Every security-relevant decision is logged with full context:
{
"timestamp": "2025-01-29T10:23:45Z",
"user_id": "user_123",
"session_id": "sess_456",
"action": "slack.postMessage",
"target_channel": "external_webhook",
"session_taint": "CONFIDENTIAL",
"target_classification": "PUBLIC",
"decision": "DENIED",
"reason": "classification_violation",
"hook": "PRE_OUTPUT",
"policy_rules_evaluated": ["rule_001", "rule_002"],
"lineage_ids": ["lin_789", "lin_790"]
}What gets logged:
- All action requests (allowed AND denied)

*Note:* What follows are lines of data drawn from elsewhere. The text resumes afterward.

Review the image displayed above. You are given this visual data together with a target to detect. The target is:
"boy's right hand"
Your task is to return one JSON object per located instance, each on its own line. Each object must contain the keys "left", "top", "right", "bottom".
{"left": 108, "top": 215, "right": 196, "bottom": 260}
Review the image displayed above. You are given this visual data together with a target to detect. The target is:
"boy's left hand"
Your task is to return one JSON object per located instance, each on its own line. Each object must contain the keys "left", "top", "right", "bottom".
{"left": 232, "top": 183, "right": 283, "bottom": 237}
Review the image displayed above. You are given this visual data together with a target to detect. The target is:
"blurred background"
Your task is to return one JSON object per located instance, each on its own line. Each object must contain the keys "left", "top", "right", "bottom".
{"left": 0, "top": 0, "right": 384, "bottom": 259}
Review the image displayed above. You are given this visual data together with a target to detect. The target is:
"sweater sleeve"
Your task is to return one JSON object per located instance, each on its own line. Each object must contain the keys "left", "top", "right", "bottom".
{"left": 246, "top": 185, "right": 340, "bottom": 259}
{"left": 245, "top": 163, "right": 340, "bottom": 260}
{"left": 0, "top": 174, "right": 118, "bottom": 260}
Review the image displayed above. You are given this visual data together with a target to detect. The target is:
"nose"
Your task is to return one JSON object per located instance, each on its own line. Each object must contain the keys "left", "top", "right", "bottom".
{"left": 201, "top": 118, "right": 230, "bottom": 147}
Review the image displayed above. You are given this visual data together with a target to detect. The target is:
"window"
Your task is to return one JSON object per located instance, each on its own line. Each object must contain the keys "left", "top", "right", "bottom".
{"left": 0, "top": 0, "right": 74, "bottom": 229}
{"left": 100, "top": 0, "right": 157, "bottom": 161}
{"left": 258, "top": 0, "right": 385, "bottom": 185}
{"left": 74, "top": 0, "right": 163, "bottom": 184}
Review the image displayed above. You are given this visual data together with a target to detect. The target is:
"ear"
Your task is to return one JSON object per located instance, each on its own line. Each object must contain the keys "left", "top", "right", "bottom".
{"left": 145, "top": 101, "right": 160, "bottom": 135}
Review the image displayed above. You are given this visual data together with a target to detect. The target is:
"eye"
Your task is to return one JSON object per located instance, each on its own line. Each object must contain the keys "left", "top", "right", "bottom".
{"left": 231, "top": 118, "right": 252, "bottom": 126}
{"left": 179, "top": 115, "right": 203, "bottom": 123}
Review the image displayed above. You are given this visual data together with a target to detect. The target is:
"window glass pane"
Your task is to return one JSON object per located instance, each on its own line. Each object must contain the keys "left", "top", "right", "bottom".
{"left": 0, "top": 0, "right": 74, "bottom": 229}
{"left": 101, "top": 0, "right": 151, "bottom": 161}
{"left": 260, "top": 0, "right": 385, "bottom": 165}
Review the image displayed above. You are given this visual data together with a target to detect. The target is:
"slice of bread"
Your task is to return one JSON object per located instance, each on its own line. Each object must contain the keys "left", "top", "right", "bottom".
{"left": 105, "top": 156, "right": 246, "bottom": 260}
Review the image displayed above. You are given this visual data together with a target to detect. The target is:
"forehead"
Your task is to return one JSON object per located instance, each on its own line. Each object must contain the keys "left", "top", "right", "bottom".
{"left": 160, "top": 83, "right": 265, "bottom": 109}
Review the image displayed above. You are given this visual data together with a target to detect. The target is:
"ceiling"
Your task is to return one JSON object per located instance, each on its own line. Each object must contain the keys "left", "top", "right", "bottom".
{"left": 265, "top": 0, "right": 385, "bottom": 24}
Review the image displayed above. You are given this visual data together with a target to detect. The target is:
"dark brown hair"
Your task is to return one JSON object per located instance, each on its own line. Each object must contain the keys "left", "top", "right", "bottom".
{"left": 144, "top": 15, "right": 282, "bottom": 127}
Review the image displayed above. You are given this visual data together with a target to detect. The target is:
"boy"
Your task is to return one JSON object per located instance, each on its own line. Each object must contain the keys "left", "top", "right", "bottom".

- Classification decisions
- Session taint changes
- Channel authentication events
- Policy rule evaluations
- Lineage record creation and updates
- MCP Gateway decisions
- Agent-to-agent invocations
INFO
Audit logging cannot be disabled. It is a fixed rule in the policy hierarchy. Even an org admin cannot turn off logging for their own actions. Enterprise deployments can optionally enable full content logging (including blocked message content) for forensic requirements.
Trust Hierarchy
The trust model defines who has authority over what. Higher tiers cannot bypass lower-tier security rules, but they can configure the adjustable parameters within those rules.
TRIGGERFISH (Vendor)
- Zero access by default
- Customer-granted support access only (time-bound, logged)
^
| explicit grant only
ORG ADMIN (Customer)
- Full visibility into all employee-agent activity
- Sets policies, permissions, allowed integrations
- Controls data retention, export, legal hold
^
| org policy constrains
EMPLOYEE (End User)
- Uses agent within org-defined boundaries
- Knows conversations are visible to employerTIP
Personal tier: The user IS the org admin. Full sovereignty. No Triggerfish visibility. The vendor has zero access to user data by default and can only gain access through an explicit, time-bound, logged grant from the user.
How the Layers Work Together
Consider a prompt injection attack where a malicious message attempts to exfiltrate data:
| Step | Layer | Action |
|---|---|---|
| 1 | Channel authentication | Message tagged { source: "external" } -- not owner |
| 2 | PRE_CONTEXT_INJECTION | Input scanned for injection patterns, classified |
| 3 | Session taint | Session taint unchanged (no classified data accessed) |
| 4 | LLM processes message | LLM may be manipulated into requesting a tool call |
| 5 | PRE_TOOL_CALL | Tool permission check against external-source rules |
| 6 | POST_TOOL_RESPONSE | Any returned data classified, taint updated |
| 7 | PRE_OUTPUT | Output classification vs. target checked |
| 8 | Audit logging | Entire sequence recorded for review |
Even if the LLM is fully compromised at step 4 and requests a data exfiltration tool call, the remaining layers (permission checks, taint tracking, output classification, audit logging) continue to enforce policy. No single point of failure compromises the system.